Ancora bassa l’incidenza del valore produttivo di questi tre servizi ambientali, inferiore complessivamente all’1% del pil (nonostante l’aumento degli investimenti di un + 58%) con una quota pari allo 0,6 % per la produzione dei servizi di gestione dei rifiuti, e rispettivamente dello 0,1% e 0,2% per quelli delle acque reflue e delle risorse idriche. Anche se considerando il decennio di riferimento, si scopre che c’è stato un aumento del valore della produzione di tutti i servizi considerati, sia pure con dinamiche differenti: +87% nella gestione dei rifiuti, +58% nelle acque reflue e +50% nella gestione delle risorse idriche.

L’attività di produzione di servizi ambientali risulta- strano a dirsi- svolta prevalentemente da produttori privati rispetto a quelli pubblici: «presenza- si legge nel rapporto- che si è andata consolidando nell’arco temporale di riferimento, mettendo in luce l’esistenza di quei fenomeni di progressiva privatizzazione e di crescente interesse del settore privato nel campo delle attività produttive connesse alla tutela dell’ambiente».

Nel 2007 nei settori della gestione dei rifiuti, delle acque reflue e delle risorse idriche, la produzione privata rappresenta rispettivamente il 69%, il 69% e l’89% della produzione totale degli specializzati (nel 1997 tali percentuali erano rispettivamente al 55%, 50% e 79%).

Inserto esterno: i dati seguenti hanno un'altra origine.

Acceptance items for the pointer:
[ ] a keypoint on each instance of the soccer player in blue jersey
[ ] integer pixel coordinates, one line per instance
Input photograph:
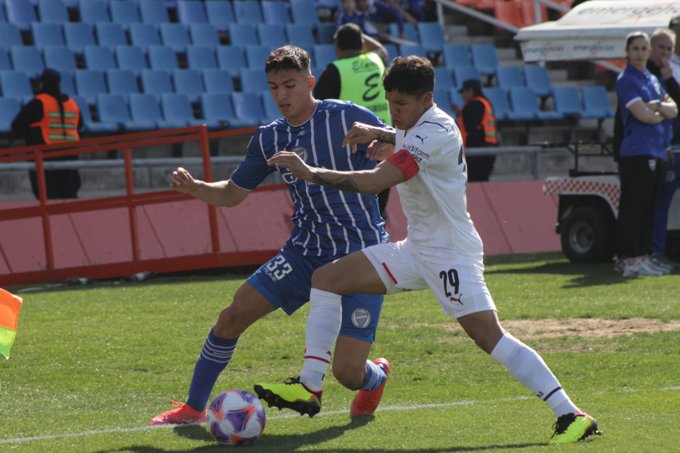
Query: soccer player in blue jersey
(327, 224)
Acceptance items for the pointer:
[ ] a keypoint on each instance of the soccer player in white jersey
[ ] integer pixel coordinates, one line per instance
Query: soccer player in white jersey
(327, 225)
(442, 252)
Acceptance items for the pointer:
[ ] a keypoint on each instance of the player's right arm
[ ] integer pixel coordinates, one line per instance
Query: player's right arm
(219, 193)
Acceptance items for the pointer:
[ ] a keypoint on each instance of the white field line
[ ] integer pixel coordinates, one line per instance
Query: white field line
(322, 414)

Occorre tenere presente però, che nel rapporto i produttori specializzati privati includono le imprese che erogano servizi ambientali di pubblica utilità in totale o parziale affidamento da parte della PA , oltre a quelli che svolgono attività specialistiche per conto terzi, ad esempio nel campo dello smaltimento di particolari tipologie di rifiuti industriali.